I can’t begin to explain the frustration of knowing the parent you are capable of being versus the parent you actually are due to the shitness of your circumstance. But then, we all have our limitations. I mean, we could all be these perfect parents if only… if only we had more money, or if only we had more family support, or if only our kids were less like little shits, or if <insert personally appropriate situation here>. So why do we beat ourselves up by conjuring up the mythical if-only version of ourselves and pinning it firmly to the fridge of life where it perpetually haunts us, reminding us of the shiny life and kids we might have had. If only.
I call bullshit on the if-onlys. The life we have is the life we have, warts and all. Now some of my friends would get all philosophical at this point and tell me that everything happens for a reason, including the nasty bits of existence. I hate to be the person to shake it up and cause controversy (gasp) but I call bullshit on that too. Here’s why.
I recently read a FB post from a dear friend who also has a child with B’s condition. In it she detailed the differences in the detail of a typical child returning to school after the long summer break, and one of our kids returning. It honestly broke my heart, mostly because her boy also struggles with seizures like B, but also because key times like this (back to school, Christmas, birthdays) act as a spotlight on that mythic if-only fridge picture.
Our morning goes a bit like this; we still have to dress our kids for school because they can’t do it independently. We have to tally the number of seizures our kids have each day. Let me say that again, we have to tally the number of seizures B has because it is the only feasible way of recording the vast numbers he experiences. We have to feed our kids breakfast because they can’t do it themselves. We start the day with no clue as to what is going through our kids heads, and we end the day no closer to any understanding. We watch our kids seize multiple times before the school bus arrives, always watching carefully to decide if we need to take any further action. We play medication Russian Roulette religiously every morning. We constantly shun our other children because we are too busy preparing the paraphernalia around our special kid; writing in the home-school communication book, observing and recording behaviour, gathering the meds, change bag, and anything else needed for the day. We (try) to use the cue cards to prompt our kid as to what happens next. And so the list goes on.

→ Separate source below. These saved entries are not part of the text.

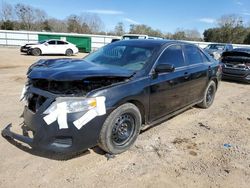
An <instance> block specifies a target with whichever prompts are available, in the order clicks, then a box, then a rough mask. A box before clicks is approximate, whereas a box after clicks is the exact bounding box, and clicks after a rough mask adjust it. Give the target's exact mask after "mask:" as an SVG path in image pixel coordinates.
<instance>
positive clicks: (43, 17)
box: [34, 9, 51, 31]
mask: <svg viewBox="0 0 250 188" xmlns="http://www.w3.org/2000/svg"><path fill="white" fill-rule="evenodd" d="M34 15H35V20H34V29H35V30H39V31H43V30H46V31H50V30H51V28H50V26H49V23H48V16H47V13H46V12H45V11H44V10H41V9H35V10H34Z"/></svg>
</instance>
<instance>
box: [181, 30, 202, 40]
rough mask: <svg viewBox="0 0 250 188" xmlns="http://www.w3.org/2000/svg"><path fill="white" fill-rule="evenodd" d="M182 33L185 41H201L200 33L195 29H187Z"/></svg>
mask: <svg viewBox="0 0 250 188" xmlns="http://www.w3.org/2000/svg"><path fill="white" fill-rule="evenodd" d="M184 32H185V37H186V38H187V40H195V41H199V40H202V39H201V34H200V32H199V31H198V30H196V29H187V30H185V31H184Z"/></svg>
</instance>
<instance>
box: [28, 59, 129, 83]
mask: <svg viewBox="0 0 250 188" xmlns="http://www.w3.org/2000/svg"><path fill="white" fill-rule="evenodd" d="M132 75H133V71H129V70H126V69H122V68H119V67H112V68H111V67H108V66H103V65H98V64H94V63H89V62H86V61H84V60H82V59H68V58H64V59H48V60H44V59H42V60H39V61H38V62H36V63H34V64H33V65H31V66H30V68H29V70H28V72H27V76H28V78H30V79H48V80H57V81H71V80H82V79H84V78H88V77H125V78H126V77H131V76H132Z"/></svg>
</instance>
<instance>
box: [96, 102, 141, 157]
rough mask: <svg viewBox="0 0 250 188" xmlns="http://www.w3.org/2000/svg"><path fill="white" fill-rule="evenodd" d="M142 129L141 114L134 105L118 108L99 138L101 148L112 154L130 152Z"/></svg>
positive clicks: (114, 113)
mask: <svg viewBox="0 0 250 188" xmlns="http://www.w3.org/2000/svg"><path fill="white" fill-rule="evenodd" d="M140 128H141V114H140V111H139V109H138V108H137V107H136V106H135V105H134V104H132V103H125V104H123V105H121V106H119V107H118V108H116V109H115V110H114V111H113V112H111V114H110V115H109V116H108V117H107V119H106V120H105V122H104V124H103V126H102V129H101V132H100V137H99V144H98V145H99V147H100V148H102V149H103V150H104V151H106V152H108V153H110V154H119V153H122V152H124V151H126V150H128V149H129V148H130V147H131V146H132V145H133V143H134V142H135V140H136V138H137V136H138V135H139V132H140Z"/></svg>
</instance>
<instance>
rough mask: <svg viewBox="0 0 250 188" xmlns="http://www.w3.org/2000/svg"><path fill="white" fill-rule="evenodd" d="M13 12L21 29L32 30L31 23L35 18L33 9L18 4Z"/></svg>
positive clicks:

I call bullshit on the if-onlys, and I call bullshit on the everything-is-for-a-reasons. It is what it is. Do I learn and progress? Of course. Does this crap make me a better person? Probably. Could I have learned those things without losing my little boy one seizure at a time? Definitely. Do I love my kids but wish it were different? Yes, yes and yes! But like I said, to a greater or lesser extent, don’t we all wish it were different? I suspect so. So friends, stand with me today in a unanimous middle finger raise to the if-onlys and the everything-is-for-a-reasons. Grab this little bit of life right now, minute-by-minute, day-by-day, beautiful bits, beastly bits and all.
‘Yesterday is gone. Tomorrow has not yet come. We have only today. Let us begin.’